Thorsten-Voice - High-quality German TTS voice for offline use without licensing restrictions

Introduction to Thorsten-Voice Project

Thorsten-Voice logo

The Thorsten-Voice project is a fascinating initiative aimed at creating a free, high-quality, offline German text-to-speech (TTS) voice system that can be easily integrated into various projects without the hassle of licensing issues. The project centers around making accessible voice technology available to everyone.

Motivation for Thorsten-Voice Project

Thorsten Müller, the primary contributor of the Thorsten-Voice project, envisioned a world where high-quality TTS technology is accessible to all, irrespective of gender, orientation, or background. His contribution is rooted in his belief in equality and access to open knowledge across the globe. Though he admits he is not a professional voice talent, Thorsten passionately shares his voice recordings with the world to advance this vision.

Voice Datasets

Thorsten-Voice offers several openly available voice datasets, which can be freely downloaded from Zenodo. These datasets have been used to train various TTS models, reflecting different nuances and emotional expressions. Each dataset is carefully recorded and optimized by Thorsten Müller and Dominik Kreutz.
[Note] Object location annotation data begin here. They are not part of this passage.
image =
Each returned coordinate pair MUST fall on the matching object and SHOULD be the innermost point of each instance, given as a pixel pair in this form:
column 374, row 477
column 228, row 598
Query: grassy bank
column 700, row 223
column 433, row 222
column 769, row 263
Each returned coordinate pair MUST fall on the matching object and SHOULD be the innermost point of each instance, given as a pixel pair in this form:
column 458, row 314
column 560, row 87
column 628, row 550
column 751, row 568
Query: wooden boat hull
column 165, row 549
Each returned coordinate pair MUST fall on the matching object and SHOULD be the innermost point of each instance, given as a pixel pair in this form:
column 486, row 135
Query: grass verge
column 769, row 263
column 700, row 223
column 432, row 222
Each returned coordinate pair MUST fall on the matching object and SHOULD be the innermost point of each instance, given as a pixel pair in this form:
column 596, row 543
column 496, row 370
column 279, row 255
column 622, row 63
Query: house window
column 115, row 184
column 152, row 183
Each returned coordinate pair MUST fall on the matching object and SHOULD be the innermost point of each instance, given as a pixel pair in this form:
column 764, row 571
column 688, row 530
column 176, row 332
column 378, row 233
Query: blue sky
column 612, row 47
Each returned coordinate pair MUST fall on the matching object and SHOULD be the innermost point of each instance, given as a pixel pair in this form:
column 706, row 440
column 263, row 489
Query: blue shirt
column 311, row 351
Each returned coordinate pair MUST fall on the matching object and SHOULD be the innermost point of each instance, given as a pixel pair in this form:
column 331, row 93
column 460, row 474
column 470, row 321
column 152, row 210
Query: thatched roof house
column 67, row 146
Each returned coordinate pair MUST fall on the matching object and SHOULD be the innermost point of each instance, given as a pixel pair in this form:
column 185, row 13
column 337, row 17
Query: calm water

Thorsten-Voice Dataset 2021.02 (Neutral)

This dataset includes more than 23 hours of audio, featuring 22,668 recorded phrases. With an average phrase length of 52 characters, these recordings are optimized for clarity and quality, boasting a sample rate of 22,050Hz.

Thorsten-Voice Dataset 2021.06 (Emotional)

This emotional dataset was crafted with expressive variations, including 300 sentences across eight emotions, culminating in 2,400 distinct recordings. Each sentence is deliberately pronounced to embody a particular emotion, regardless of context.

Additional Datasets

The project also features datasets from 2022.10 (Neutral) and 2023.09 (Hessisch), alongside a comprehensive FULL 44kHz dataset celebrating the five-year anniversary of Thorsten-Voice. These datasets represent ongoing improvements and diversity in voice recordings.

TTS Models

Open source datasets have empowered the creation of numerous TTS models utilizing artificial intelligence and machine learning. These models are used in projects like Coqui AI, Piper TTS, and Home Assistant, making German-speaking TTS models broadly available. Thorsten-Voice also offers resources for neutral, emotional, and regional accents like Hessisch.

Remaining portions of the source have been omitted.